Dan Navin, Assistant Vice President of Tax & Economic Policy for the Ohio Chamber of Commerce (Chamber) testified before the committee on March 11. Saying his membership includes all types and sizes of businesses in the state, Navin told the committee that the Chamber opposes the proposal despite the provisions that benefit small businesses. Navin said that the administration’s executive budget moves the state’s tax structure in the direction of providing economic benefits to small business and individual taxpayers that must be paid for by higher taxes on larger businesses.

Navin went on to tell the committee that the Chamber was in opposition to the governor’s proposal to increase the CAT from .28 percent to .32 percent, saying the rate must remain low and apply broadly in order for it to remain palatable for business. Regarding the governor’s proposal to expand the state sales tax base, he said the proposal would include a multitude of business to business services that would greatly increase the cost of doing business in the state. Arguing that business and professional services should not be thought of as a tax on final consumption, Navin said the expansion would result in tax pyramiding.

The discussion on the governor’s tax proposal will now move back to the House Finance Committee. Amendments to the budget are due by March 27, and a substitute version of the legislation will be unveiled the week of April 13. A link to the more detailed analysis by EY can be found on The Ohio House of Representatives' website.

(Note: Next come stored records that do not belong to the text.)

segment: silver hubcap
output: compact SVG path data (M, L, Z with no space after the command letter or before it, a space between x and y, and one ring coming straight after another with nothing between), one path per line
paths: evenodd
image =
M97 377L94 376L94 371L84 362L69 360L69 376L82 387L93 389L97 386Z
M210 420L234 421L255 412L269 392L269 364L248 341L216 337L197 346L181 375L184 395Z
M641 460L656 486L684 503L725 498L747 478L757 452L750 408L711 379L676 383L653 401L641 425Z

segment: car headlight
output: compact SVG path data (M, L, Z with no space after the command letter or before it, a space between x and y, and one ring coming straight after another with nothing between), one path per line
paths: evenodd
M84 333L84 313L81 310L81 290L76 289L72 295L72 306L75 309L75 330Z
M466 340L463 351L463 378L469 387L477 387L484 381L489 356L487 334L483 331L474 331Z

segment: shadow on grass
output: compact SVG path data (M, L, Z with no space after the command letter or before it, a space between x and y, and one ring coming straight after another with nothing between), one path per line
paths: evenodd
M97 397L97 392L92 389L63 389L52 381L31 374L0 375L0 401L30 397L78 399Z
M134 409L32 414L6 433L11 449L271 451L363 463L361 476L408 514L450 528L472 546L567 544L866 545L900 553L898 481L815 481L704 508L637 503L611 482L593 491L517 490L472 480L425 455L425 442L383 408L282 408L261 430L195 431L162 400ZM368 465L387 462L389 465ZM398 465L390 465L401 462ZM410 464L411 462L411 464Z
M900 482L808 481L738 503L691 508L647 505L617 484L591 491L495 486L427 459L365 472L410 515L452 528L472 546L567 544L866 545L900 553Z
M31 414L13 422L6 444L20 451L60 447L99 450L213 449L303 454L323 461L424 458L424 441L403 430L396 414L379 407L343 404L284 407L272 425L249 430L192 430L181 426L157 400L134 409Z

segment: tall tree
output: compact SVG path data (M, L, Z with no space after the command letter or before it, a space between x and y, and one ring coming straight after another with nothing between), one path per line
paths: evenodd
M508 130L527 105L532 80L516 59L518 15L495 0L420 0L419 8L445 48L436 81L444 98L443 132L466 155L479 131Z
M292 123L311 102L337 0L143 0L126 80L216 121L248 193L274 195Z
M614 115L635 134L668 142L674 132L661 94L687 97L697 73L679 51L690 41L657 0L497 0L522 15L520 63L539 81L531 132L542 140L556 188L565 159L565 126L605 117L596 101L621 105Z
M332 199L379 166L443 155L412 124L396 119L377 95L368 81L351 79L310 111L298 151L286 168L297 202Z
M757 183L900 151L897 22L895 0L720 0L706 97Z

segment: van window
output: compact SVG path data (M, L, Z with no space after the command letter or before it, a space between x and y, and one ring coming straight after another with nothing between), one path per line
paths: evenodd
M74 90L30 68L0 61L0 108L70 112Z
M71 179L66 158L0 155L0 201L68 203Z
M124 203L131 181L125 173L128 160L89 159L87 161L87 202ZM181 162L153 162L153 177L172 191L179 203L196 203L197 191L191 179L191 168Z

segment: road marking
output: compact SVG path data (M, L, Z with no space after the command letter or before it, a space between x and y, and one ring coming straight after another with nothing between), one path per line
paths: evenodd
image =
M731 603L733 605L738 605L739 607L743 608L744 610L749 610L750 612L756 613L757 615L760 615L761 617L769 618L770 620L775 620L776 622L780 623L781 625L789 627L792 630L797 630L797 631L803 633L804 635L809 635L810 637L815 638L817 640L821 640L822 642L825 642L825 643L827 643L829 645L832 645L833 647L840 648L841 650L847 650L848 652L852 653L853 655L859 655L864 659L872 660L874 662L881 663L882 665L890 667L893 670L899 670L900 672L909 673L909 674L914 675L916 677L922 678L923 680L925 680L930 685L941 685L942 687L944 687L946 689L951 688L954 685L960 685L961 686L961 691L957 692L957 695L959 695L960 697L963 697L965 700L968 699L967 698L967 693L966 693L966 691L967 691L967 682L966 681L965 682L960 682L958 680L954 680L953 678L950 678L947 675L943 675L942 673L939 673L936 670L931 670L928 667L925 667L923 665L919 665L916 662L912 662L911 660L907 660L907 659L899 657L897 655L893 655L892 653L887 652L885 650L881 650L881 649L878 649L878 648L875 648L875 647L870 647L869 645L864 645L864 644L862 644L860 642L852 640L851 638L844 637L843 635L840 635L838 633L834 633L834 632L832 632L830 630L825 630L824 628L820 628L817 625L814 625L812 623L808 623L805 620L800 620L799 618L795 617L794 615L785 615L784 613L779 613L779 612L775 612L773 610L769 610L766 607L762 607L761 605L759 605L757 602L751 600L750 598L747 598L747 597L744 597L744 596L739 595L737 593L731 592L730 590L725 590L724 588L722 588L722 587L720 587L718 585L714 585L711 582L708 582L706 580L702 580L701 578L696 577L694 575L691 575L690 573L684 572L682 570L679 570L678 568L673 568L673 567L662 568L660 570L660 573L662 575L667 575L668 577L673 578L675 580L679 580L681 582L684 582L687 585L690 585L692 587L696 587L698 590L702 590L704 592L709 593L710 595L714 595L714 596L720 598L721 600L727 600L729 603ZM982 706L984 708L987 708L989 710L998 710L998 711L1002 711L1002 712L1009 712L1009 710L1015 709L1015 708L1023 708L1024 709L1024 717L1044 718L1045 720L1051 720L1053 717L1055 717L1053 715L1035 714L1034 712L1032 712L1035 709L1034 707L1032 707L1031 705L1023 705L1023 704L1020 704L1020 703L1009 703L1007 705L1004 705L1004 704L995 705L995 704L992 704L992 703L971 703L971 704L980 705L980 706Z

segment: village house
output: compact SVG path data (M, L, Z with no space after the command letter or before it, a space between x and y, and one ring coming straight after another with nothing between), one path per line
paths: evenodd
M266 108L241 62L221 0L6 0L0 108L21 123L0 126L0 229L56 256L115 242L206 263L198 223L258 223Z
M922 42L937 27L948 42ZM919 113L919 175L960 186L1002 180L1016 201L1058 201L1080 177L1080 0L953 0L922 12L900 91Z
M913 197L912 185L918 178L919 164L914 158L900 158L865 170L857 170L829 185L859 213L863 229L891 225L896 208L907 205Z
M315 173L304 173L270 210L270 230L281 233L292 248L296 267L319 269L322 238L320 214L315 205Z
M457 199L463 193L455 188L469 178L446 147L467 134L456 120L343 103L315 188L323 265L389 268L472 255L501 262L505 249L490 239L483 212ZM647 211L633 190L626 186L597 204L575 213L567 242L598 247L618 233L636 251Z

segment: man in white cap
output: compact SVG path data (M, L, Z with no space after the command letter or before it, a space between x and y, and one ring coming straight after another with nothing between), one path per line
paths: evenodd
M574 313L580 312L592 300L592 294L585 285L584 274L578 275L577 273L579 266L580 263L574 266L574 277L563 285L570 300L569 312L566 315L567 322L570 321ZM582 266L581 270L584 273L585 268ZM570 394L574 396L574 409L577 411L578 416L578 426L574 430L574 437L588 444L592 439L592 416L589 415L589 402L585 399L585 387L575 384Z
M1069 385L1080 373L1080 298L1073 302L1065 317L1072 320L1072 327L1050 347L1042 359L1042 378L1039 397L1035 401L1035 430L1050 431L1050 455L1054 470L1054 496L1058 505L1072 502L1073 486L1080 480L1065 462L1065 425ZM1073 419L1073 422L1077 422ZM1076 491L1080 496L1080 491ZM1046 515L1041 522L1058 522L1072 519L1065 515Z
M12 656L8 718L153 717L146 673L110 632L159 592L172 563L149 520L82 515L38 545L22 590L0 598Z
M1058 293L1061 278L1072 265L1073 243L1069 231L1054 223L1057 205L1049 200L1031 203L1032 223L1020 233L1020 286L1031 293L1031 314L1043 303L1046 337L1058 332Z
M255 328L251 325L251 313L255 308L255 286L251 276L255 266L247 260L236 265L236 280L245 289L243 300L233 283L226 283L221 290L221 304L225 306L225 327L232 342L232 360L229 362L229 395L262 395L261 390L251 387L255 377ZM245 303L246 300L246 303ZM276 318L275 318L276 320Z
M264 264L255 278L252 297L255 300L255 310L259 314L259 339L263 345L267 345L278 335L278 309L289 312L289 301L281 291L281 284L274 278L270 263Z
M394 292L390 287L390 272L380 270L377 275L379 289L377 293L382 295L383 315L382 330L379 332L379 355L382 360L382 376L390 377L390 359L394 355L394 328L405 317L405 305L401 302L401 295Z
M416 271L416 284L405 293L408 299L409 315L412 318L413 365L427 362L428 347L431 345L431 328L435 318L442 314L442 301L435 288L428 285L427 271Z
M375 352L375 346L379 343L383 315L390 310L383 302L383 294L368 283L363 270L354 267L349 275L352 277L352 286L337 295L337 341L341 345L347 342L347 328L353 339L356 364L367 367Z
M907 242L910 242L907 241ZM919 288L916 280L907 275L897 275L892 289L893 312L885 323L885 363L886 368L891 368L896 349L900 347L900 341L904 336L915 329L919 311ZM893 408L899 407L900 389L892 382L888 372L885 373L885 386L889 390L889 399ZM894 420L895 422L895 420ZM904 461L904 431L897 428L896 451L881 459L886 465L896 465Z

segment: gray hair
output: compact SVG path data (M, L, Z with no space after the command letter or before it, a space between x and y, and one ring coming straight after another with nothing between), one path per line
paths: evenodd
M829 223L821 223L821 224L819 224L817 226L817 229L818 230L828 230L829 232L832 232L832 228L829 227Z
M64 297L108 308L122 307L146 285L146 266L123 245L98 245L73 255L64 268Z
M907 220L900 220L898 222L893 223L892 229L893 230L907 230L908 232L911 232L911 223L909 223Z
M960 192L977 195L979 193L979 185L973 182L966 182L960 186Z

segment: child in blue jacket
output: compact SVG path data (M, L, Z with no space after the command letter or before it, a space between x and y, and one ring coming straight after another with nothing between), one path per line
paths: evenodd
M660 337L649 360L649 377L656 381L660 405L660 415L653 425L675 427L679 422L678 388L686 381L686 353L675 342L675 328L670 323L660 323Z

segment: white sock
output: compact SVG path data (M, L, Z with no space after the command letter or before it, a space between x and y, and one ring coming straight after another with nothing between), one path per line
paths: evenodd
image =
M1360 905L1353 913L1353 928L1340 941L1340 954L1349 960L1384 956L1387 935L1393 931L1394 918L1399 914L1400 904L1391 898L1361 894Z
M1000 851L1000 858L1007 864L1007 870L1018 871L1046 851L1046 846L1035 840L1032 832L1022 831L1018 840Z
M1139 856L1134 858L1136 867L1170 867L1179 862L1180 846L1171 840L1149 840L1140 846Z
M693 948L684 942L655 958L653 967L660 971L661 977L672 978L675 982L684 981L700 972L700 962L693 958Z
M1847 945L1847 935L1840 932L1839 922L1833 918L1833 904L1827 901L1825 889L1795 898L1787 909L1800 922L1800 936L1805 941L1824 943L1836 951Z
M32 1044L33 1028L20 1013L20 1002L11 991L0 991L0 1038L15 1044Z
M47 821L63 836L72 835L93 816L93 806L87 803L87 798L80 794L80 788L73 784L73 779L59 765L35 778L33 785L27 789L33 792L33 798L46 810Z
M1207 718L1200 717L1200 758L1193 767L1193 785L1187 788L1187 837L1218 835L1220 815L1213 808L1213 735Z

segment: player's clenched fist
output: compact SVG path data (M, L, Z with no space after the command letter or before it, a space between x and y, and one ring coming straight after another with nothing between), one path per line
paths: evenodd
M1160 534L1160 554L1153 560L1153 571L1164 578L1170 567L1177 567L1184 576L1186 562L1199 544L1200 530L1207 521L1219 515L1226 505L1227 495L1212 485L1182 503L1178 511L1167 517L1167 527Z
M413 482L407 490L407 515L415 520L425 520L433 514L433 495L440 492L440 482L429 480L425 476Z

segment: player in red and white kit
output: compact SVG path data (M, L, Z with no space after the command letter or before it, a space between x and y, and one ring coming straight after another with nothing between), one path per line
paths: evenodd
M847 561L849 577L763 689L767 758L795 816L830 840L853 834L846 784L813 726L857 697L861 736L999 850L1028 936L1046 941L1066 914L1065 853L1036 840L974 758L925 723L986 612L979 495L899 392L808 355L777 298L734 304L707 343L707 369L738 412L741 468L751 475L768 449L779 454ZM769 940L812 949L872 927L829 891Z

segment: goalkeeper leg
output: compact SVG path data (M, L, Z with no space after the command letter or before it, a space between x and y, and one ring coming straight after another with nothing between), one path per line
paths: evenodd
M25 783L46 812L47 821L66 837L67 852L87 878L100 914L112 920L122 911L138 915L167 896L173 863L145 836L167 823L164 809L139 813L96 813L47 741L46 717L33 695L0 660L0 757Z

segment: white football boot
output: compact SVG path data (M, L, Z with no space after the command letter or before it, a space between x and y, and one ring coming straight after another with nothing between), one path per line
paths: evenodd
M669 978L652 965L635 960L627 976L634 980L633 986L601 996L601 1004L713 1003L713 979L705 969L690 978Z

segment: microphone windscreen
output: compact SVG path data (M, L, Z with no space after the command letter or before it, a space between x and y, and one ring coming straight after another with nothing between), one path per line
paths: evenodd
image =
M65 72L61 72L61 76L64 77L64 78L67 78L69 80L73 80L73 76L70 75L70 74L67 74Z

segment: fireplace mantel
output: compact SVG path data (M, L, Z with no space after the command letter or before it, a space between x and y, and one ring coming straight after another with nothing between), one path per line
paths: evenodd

Workers’ comp bill passes House without drama

House Bill 52, the biennial budget for the Bureau of Workers’ Compensation (BWC), passed the House unanimously this week. The $552.4 million budget is a four percent decrease compared to the appropriation for the previous biennium, a savings of more than $23 million.

Among the provisions included, the bill would do the following:

  • Exempt volunteer corporate officers who work for a nonprofit corporation from coverage under Ohio’s Workers’ Compensation Law.
  • Allow for a mentally or physically incapacitated dependent to continue receiving workers’ compensation death benefits while employed in a sheltered workshop if the dependent earns $2,000 or less in a calendar year.

  • Allow a self-insuring employer to furnish rehabilitation services directly to injured employees without prior approval from BWC.

  • Add to the notice that the administrator must provide to an employer, upon appeal of an Industrial Commission order, that the results of the appeal may result in a recovery against an employer who is a noncomplying employer.

The bill now moves to the Senate for consideration.

Bill to curb algae in Lake Erie receives House approval

House Bill 61, legislation to generally prohibit the application of manure or fertilizer on frozen ground in the western Lake Erie basin was approved this week. Nutrient management has been a topic of multiple pieces of legislation in recent years due to the prevalence of algae blooms on Ohio’s lakes.

Ohio Department of Agriculture Director Dave Daniels testified in support of the legislation, saying “One of the most effective methods of mitigating agricultural runoff is to incorporate applied nutrients into the soil. A key tenant of responsible nutrient stewardship is applying manure and fertilizer at the right time and we know that applying nutrients when the soil is frozen, or snow covered, or saturated by rain, is the wrong time.”

Daniels said that the department has been busy implementing provisions of Senate Bill 150, which required the creation of a fertilizer applicator certification program, the first of its kind in the country to train and certify farmers on proper fertilizer application efforts. To date, the department has certified more than 2,500 farmers on the principles of the 4R Nutrient Stewardship program.

The bill now goes to the Senate for consideration.